The panel that advises the Centers for Medicare & Medicaid Services on hospital outpatient payments sent a clear signal to the agency this week: Don’t shortchange patients’ access to vital pharmaceuticals by cutting the 340B Drug Pricing Program. CMS’s Advisory Panel on Hospital Outpatient Payment responded to concerns raised by the AHA and hospital witnesses by calling on the agency to shelve a proposal that would drastically reduce funding for the 340B program in 2018.

Created by Congress more than 25 years ago, the 340B program provides discounts on drugs to some health care providers who serve large numbers of low-income and uninsured patients. The program, which enjoys broad, bipartisan support, gives patients better access to drugs they need and helps hospitals enhance their care capabilities by stretching scarce federal resources.

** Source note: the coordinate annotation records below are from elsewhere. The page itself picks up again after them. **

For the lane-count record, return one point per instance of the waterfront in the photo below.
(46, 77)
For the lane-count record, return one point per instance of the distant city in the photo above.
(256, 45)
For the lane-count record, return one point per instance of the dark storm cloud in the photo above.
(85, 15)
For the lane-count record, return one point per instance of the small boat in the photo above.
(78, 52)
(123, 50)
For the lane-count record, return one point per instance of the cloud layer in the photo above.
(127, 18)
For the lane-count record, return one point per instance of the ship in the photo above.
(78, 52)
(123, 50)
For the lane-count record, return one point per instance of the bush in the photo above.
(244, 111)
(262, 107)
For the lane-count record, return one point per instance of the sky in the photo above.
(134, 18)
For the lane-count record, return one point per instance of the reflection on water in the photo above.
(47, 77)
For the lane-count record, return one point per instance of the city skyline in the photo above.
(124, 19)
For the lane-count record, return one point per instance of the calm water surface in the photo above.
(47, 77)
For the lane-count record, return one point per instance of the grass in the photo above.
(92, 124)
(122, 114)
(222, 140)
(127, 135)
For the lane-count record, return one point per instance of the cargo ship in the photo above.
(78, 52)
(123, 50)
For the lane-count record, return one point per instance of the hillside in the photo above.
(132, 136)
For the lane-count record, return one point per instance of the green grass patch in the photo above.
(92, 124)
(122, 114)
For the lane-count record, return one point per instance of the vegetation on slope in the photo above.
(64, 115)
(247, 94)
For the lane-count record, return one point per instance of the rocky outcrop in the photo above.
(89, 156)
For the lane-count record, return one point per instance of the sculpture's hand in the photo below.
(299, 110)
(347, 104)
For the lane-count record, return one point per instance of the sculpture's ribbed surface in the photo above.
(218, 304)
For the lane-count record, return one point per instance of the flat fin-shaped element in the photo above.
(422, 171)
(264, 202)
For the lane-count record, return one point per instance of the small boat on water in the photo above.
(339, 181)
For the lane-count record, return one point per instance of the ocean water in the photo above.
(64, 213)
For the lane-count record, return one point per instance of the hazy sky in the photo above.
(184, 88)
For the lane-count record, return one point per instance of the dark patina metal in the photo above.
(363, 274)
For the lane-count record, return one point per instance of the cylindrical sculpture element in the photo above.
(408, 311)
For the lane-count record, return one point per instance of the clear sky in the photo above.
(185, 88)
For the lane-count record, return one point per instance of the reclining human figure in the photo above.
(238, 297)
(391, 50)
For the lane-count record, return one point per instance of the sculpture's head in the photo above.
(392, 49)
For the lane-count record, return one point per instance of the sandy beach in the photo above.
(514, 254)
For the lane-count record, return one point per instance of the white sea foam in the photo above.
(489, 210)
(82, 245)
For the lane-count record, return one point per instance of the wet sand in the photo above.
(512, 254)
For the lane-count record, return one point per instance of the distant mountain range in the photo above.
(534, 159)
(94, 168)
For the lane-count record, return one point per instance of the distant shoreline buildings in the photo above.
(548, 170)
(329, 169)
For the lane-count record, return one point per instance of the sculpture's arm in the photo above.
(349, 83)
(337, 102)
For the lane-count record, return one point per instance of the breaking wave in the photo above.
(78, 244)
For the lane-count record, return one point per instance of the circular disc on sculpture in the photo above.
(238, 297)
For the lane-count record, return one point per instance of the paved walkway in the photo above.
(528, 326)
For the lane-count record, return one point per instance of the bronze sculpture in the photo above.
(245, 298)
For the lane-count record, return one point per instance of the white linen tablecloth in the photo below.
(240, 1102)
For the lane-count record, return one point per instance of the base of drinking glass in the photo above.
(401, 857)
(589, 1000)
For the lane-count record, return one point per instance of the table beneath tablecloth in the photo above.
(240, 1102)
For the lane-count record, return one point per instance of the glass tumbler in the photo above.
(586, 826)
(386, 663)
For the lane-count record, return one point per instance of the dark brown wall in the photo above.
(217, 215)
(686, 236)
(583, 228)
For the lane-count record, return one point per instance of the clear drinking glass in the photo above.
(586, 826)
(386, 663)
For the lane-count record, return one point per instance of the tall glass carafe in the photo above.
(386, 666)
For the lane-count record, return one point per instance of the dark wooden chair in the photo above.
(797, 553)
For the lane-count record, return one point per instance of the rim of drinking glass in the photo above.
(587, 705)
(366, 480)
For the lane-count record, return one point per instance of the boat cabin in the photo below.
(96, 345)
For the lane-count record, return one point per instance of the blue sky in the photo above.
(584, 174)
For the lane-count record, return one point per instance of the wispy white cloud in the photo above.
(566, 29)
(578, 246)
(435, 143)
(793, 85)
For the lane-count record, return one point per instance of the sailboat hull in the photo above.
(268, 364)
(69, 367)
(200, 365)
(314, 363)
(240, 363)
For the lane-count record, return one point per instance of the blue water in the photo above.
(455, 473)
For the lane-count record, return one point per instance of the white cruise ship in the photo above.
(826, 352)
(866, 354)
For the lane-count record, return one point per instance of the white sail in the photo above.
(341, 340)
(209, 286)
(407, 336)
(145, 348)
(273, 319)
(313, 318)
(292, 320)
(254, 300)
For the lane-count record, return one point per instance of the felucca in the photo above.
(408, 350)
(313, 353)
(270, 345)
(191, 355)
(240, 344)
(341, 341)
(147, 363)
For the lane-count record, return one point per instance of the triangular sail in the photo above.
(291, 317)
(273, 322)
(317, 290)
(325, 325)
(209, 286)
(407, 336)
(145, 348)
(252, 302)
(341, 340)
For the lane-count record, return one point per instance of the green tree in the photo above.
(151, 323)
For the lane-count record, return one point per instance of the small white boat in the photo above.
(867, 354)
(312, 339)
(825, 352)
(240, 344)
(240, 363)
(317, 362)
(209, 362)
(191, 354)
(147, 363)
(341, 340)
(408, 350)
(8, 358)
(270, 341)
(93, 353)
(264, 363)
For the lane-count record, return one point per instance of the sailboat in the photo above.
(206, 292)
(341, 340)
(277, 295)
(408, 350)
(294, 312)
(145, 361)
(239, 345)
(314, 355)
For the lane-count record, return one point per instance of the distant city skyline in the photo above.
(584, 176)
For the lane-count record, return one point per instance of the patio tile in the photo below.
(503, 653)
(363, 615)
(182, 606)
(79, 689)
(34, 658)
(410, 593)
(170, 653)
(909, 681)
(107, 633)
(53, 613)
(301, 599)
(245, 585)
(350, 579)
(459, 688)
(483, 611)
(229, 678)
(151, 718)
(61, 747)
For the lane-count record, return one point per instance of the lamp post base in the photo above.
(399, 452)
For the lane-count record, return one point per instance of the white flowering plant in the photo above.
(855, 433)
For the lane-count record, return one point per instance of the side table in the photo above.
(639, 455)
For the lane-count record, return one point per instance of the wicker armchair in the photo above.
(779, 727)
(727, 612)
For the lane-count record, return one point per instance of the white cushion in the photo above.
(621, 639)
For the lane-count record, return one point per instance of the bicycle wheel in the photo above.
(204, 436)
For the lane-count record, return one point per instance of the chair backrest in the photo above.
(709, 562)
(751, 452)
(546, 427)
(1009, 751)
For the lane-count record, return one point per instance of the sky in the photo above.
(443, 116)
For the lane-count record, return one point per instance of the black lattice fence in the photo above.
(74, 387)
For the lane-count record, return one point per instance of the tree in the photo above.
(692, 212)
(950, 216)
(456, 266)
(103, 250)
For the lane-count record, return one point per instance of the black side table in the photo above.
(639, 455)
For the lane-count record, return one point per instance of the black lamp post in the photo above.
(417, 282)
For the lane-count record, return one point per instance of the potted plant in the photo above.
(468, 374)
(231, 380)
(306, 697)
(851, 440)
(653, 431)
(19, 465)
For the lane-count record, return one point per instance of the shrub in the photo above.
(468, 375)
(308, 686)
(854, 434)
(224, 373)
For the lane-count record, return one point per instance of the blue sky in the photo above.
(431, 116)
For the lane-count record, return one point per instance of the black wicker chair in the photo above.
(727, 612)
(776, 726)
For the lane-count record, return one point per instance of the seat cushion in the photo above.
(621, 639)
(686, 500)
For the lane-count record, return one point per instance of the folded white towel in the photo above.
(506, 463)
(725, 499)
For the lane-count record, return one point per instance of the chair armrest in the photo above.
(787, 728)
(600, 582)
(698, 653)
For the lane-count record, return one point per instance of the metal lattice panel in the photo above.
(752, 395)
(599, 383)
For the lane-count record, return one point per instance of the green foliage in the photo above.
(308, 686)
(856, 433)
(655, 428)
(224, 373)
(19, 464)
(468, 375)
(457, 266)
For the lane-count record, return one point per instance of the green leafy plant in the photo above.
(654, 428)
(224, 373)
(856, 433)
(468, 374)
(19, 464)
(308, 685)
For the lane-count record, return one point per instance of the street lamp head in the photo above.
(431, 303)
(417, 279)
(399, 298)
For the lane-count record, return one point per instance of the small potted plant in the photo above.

Testifying on behalf of the AHA at this week’s hearing, Peegan Townsend, Columbia, Md.-based MedStar Health’s vice president of government affairs, and Kathy Talbot, MedStar’s vice president for rates and reimbursement, drove home what the proposed cuts would mean for hospitals serving vulnerable patients. They described how MedStar Health, like other 340B hospitals across the country, uses the savings they receive on discounted drugs to invest in programs that enhance patient services and access to care, as well as provide free or reduced priced prescription drugs to those most in need.

They and others offered compelling reasons why CMS should follow its advisory panel’s recommendation to rescind a drug payment proposal that is simply the wrong prescription for advancing the health of underserved communities. CMS should heed the concerns of its own advisory agency and providers on the front lines of care, and protect the safety net upon which our most vulnerable patients rely.